Naruse: There are many books and media that introduce world culture or show pictures of beautiful scenery from around the world. But on the other hand, when you visit a travel agency or on online reservation site, they have very small amount of information, perhaps just a thin brochure. There is often no connection between motivating people to travel and the place (on a site) where users actually take action. We want to make these two points more seamlessly connected.

There are three categories on the website: “feel the world,” “know the world,” and “travel the world.”

Users can see curated content in the “feel the world” section and Talilabo’s own content in “know the world” section. They are planning to sell travel packages in the “travel the world” section, where they aim to monetize the business.

Kushi: Consider how Uber stands between users and taxi companies, and matches the supply and demand. But the important part is that Uber handles the payment part, and they can expand their business by utilizing a vast amount of payment information. We have not decided yet if we will get a license to run our own travel agency, or if we’ll tie up with other companies – but either way we believe handling users payment on our own is very important for business.

Co-founders of Tabilabo, Yuki Naruse (left) and Shotaro Kushi (right)
Co-founders of Tabilabo, Yuki Naruse (left) and Shotaro Kushi (right)

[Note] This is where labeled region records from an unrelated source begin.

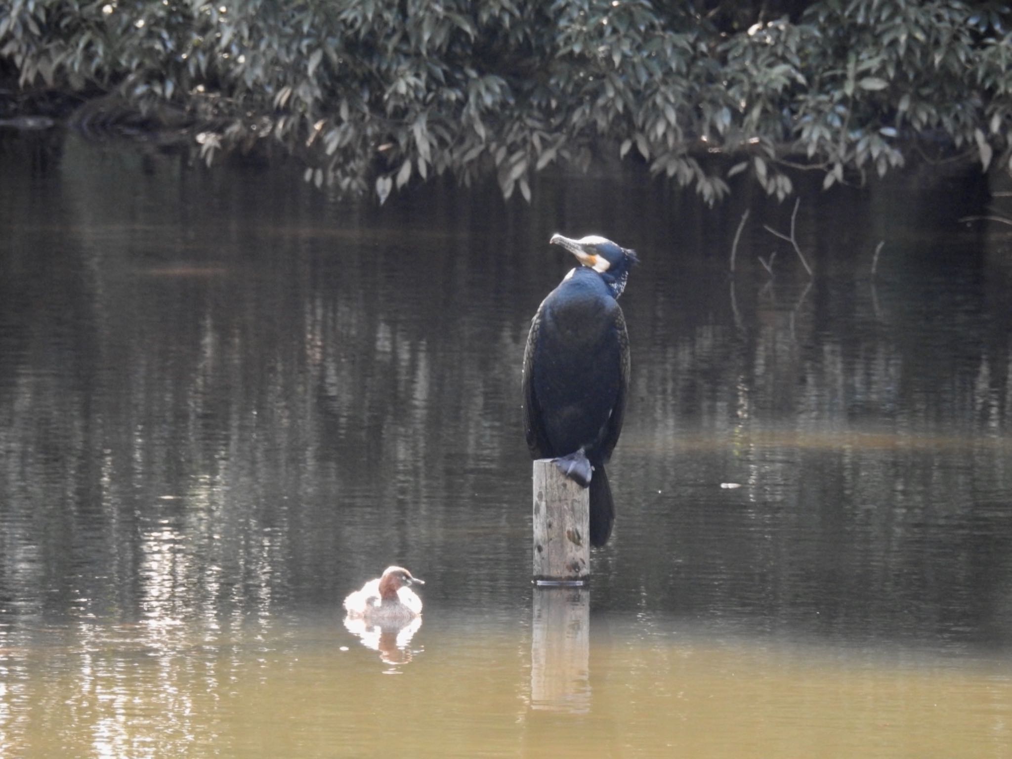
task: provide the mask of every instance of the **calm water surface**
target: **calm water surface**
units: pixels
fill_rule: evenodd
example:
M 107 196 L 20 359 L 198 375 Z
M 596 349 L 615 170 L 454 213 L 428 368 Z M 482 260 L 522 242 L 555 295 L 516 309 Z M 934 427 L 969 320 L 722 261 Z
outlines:
M 0 143 L 0 755 L 1012 755 L 1012 237 L 957 222 L 979 178 L 804 194 L 810 280 L 747 191 L 381 209 L 53 142 Z M 582 594 L 529 585 L 557 231 L 643 259 Z M 356 635 L 395 562 L 424 623 Z

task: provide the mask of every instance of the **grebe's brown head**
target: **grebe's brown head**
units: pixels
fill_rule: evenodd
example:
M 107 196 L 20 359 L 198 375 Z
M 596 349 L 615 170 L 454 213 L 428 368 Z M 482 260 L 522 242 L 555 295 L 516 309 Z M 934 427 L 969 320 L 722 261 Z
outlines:
M 397 598 L 397 591 L 408 585 L 425 585 L 425 581 L 413 576 L 404 567 L 388 567 L 380 578 L 380 597 Z
M 640 261 L 635 250 L 623 248 L 599 235 L 587 235 L 579 240 L 571 240 L 555 234 L 549 244 L 561 245 L 576 256 L 581 264 L 600 274 L 615 298 L 625 289 L 629 269 Z

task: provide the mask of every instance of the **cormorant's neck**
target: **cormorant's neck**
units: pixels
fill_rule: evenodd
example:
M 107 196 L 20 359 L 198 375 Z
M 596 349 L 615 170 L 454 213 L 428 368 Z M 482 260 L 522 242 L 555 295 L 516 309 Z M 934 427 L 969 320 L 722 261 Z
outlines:
M 622 293 L 622 290 L 625 289 L 625 282 L 628 281 L 628 278 L 629 272 L 624 269 L 617 275 L 612 274 L 609 271 L 605 271 L 601 274 L 601 279 L 603 279 L 604 283 L 608 285 L 608 289 L 611 290 L 611 294 L 616 301 L 618 300 L 618 296 Z
M 604 283 L 608 285 L 608 289 L 611 290 L 611 297 L 615 300 L 618 300 L 618 296 L 620 296 L 622 290 L 625 289 L 625 282 L 629 278 L 628 271 L 622 271 L 620 274 L 615 276 L 610 271 L 594 271 L 586 266 L 576 266 L 570 269 L 569 273 L 563 277 L 563 281 L 572 279 L 578 272 L 581 276 L 595 275 L 601 277 L 601 279 L 604 280 Z M 586 274 L 584 274 L 584 272 L 586 272 Z

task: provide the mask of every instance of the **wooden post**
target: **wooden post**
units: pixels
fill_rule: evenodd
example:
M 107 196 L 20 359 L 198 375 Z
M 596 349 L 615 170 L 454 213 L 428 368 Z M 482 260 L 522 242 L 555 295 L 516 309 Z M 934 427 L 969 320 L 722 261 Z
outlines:
M 535 585 L 586 585 L 590 579 L 590 490 L 551 458 L 534 461 Z

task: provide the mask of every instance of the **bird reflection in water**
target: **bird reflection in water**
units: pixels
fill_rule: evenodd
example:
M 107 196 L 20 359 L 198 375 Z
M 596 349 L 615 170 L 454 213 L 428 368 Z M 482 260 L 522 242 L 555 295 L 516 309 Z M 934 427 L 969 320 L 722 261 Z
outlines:
M 344 617 L 344 626 L 361 641 L 362 646 L 380 652 L 385 664 L 407 664 L 414 656 L 408 648 L 411 639 L 422 626 L 422 617 L 416 616 L 404 625 L 372 624 L 361 617 Z

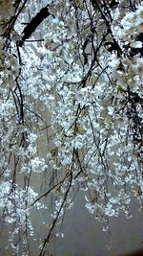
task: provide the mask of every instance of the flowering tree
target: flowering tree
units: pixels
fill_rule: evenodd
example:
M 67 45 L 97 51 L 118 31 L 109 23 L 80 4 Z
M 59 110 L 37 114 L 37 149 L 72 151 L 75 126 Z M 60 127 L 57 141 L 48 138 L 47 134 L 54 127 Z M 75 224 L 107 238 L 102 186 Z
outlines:
M 20 233 L 30 255 L 31 209 L 51 194 L 40 256 L 77 185 L 105 230 L 131 217 L 132 195 L 142 206 L 142 28 L 135 0 L 0 1 L 0 209 L 16 255 Z

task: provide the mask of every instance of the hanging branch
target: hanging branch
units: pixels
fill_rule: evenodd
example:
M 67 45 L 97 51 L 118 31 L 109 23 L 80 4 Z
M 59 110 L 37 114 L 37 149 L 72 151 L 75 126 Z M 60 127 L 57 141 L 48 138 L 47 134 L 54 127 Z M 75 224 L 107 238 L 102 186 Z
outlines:
M 36 30 L 36 28 L 47 18 L 51 12 L 49 12 L 48 6 L 42 8 L 40 12 L 31 20 L 30 23 L 23 30 L 22 40 L 18 42 L 20 47 L 23 46 L 26 39 L 29 39 L 31 34 Z

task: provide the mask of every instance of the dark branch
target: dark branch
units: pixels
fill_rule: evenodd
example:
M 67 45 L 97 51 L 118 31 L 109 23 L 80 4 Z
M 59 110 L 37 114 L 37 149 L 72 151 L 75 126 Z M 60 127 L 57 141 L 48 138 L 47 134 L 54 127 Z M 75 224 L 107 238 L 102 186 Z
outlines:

The company will target users ranging from their late teens to early thirties, or digital natives to be more specific. They want to attract not only those who have a great interest in travel, but also those who haven’t travelled much before. I expected to hear they were targetting people earning above a certain salary, but they have a different approach. They’ll try to change the way people decide to go travelling.

600K pageviews 10 days after launch

The user interface of Tabilabo is very similar to that of US-based digital news site Quartz. It implements some promising aspects from other successful cases both inside and outside Japan.

Naruse: Currently we post about two articles a day, but we always have dozens of articles in stock. We believe that the titles of articles are very important to reach as many readers as possible, so we get support from 120 people we called “ambassadors” who choose the best title out of about 50 ideas for articles.

Only 10 days after their February 22 launch, they reached 600,000 pageviews. They hope to eventually reach 100 million monthly pageviews.

The company plans to reach an exit resulting in billions of yen in about two years. They are currently looking at possibilities of fundraise from a few angel investors, so don’t be surprised if we bring you more good news from them in the near future.